If we teach our children agency–that they have a right to their own lives, their choices, their careers, even their own bodies, then we can end rape culture.  But we specifically have to teach our daughters this, and we have to teach our sons that our daughters have agency in their own lives. And that boys have no right to interfere with anyone else’s agency. And thus we teach boys they have to get a girls consent, a woman’s consent, to do anything. Because without consent, they deny her agency, her personhood. Without consent she is just an object, that’s an abomination.

One of the best descriptions of rape and consent I’ve seen is a comparison to boxing. If two men (or women) decide to get in a ring punch each other in the nose, it’s a sport. If one guy decides to punch someone in the nose, it’s felony assault, a crime. That is the difference between consent and lack of consent. And note: in the middle of a bout, if one boxer throws in the towel, he has now withdrawn consent. Thus, if the other boxer punches him then, it is no longer a sport. It’s assault.

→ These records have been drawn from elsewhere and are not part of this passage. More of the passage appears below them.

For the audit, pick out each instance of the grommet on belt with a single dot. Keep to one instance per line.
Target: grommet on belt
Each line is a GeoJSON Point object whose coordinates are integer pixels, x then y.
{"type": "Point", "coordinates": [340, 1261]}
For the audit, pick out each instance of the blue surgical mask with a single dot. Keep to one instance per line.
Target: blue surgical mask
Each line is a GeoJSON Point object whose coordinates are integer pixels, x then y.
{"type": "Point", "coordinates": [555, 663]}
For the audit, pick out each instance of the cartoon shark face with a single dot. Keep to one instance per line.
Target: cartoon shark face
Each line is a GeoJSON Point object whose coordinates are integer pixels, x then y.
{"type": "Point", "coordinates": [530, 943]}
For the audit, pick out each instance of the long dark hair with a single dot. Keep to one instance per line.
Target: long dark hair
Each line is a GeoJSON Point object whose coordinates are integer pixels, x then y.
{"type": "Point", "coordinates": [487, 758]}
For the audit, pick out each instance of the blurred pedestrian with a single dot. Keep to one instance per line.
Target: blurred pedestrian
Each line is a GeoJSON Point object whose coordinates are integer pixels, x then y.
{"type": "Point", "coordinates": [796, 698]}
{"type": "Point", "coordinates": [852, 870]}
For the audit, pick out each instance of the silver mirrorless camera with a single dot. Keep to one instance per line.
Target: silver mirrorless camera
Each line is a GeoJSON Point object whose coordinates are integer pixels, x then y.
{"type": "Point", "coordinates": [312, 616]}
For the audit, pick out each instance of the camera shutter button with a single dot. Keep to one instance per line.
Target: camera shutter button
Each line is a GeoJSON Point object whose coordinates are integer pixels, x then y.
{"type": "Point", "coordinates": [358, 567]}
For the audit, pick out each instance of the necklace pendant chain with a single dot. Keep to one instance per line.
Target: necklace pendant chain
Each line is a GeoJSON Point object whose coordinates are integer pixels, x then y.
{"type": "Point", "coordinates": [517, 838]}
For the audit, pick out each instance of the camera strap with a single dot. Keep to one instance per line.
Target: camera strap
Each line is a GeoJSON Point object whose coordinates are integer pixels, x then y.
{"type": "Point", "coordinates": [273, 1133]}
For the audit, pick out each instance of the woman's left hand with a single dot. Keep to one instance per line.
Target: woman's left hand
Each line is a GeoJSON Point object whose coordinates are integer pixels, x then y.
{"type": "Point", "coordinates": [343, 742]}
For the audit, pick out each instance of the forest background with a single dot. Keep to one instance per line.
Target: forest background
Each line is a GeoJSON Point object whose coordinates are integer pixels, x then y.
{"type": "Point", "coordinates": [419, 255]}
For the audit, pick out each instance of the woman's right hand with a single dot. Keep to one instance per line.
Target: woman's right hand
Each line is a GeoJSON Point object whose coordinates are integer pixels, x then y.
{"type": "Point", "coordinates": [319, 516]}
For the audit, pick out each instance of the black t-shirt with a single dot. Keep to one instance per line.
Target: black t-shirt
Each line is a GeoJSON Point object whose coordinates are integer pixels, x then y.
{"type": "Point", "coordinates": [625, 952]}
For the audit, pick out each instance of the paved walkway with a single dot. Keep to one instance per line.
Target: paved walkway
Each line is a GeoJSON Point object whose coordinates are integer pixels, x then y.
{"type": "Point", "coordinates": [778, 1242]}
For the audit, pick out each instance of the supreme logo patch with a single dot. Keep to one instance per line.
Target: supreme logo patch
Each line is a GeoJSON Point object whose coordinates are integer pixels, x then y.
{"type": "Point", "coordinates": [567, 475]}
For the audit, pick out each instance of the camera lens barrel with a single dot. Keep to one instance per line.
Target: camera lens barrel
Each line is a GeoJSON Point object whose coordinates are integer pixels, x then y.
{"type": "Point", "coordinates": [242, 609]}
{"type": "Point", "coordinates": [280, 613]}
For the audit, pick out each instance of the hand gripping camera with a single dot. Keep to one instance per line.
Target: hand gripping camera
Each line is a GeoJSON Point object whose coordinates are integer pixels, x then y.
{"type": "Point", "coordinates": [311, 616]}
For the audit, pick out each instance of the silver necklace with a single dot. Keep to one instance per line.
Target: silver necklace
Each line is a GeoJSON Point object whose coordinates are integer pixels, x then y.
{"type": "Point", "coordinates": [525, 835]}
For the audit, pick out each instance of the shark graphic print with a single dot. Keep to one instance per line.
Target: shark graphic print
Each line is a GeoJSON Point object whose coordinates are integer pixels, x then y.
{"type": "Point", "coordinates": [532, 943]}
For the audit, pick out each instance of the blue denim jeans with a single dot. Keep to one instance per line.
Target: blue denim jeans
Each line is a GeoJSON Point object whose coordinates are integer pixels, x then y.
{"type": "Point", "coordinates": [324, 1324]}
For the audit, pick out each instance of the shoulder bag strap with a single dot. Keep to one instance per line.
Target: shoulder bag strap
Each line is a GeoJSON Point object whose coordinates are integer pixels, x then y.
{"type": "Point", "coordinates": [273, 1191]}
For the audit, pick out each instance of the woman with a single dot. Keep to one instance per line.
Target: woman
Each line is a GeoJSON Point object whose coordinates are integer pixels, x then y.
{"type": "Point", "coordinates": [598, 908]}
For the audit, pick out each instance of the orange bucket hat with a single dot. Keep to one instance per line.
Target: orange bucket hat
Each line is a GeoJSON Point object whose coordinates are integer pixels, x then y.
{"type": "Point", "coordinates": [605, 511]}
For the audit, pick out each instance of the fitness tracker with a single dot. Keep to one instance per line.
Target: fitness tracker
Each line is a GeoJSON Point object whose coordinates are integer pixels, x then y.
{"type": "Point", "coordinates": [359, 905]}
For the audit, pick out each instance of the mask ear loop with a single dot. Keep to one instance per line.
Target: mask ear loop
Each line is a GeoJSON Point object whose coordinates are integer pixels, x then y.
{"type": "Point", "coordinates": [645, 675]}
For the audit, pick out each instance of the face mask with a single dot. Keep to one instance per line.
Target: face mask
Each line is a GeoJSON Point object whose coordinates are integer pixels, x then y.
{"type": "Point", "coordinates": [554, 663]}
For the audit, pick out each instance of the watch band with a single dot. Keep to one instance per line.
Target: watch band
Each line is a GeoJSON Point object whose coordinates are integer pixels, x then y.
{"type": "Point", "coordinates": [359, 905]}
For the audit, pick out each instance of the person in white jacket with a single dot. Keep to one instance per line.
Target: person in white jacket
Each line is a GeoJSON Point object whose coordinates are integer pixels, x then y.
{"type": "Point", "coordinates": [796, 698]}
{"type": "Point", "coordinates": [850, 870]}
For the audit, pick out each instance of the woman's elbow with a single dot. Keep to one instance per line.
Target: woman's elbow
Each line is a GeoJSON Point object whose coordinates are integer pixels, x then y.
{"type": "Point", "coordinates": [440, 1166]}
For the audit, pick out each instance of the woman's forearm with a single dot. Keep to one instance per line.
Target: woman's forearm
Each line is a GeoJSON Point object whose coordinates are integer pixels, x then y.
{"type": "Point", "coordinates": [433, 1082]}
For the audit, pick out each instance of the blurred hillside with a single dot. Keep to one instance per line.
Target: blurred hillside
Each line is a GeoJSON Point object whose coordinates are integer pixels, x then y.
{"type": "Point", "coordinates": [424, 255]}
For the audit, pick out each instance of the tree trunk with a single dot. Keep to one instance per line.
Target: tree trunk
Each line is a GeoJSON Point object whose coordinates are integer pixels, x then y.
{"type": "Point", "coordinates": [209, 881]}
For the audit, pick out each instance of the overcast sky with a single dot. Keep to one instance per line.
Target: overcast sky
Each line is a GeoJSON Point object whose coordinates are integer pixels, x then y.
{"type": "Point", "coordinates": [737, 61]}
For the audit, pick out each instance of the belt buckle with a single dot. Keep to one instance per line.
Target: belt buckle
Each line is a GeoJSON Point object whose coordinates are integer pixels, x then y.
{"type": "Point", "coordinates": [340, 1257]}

If we teach girls (and I do mean children–that we use the term girl to describe women is also indicative of the problem) that they are responsible for their own lives, that they can make their own decisions, and then teach boys that the girls have a right to agency in their own lives, things will start to change. This is the long-term solution for women being afraid to walk down the street.

A Surprising Side-effect

And remember how, at the beginning, I said solutions to human problems are not always obvious? How I was taking a long, round about trip? Here is the destination of that trip. There is another side-effect of ensuring women have agency in their own lives (and that men respect that agency): these women decide when it is and is not time to have a child. The result is that unwanted pregnancies drop to almost zero (it’s never entirely zero because you can have equipment malfunctions and other accidents). And if unwanted pregnancies disappear, then abortions also disappear (again, not entirely zero because there will always be medical reasons). So, if you are against abortion and want abortions to stop, then fight for the agency of women and girls in their own lives.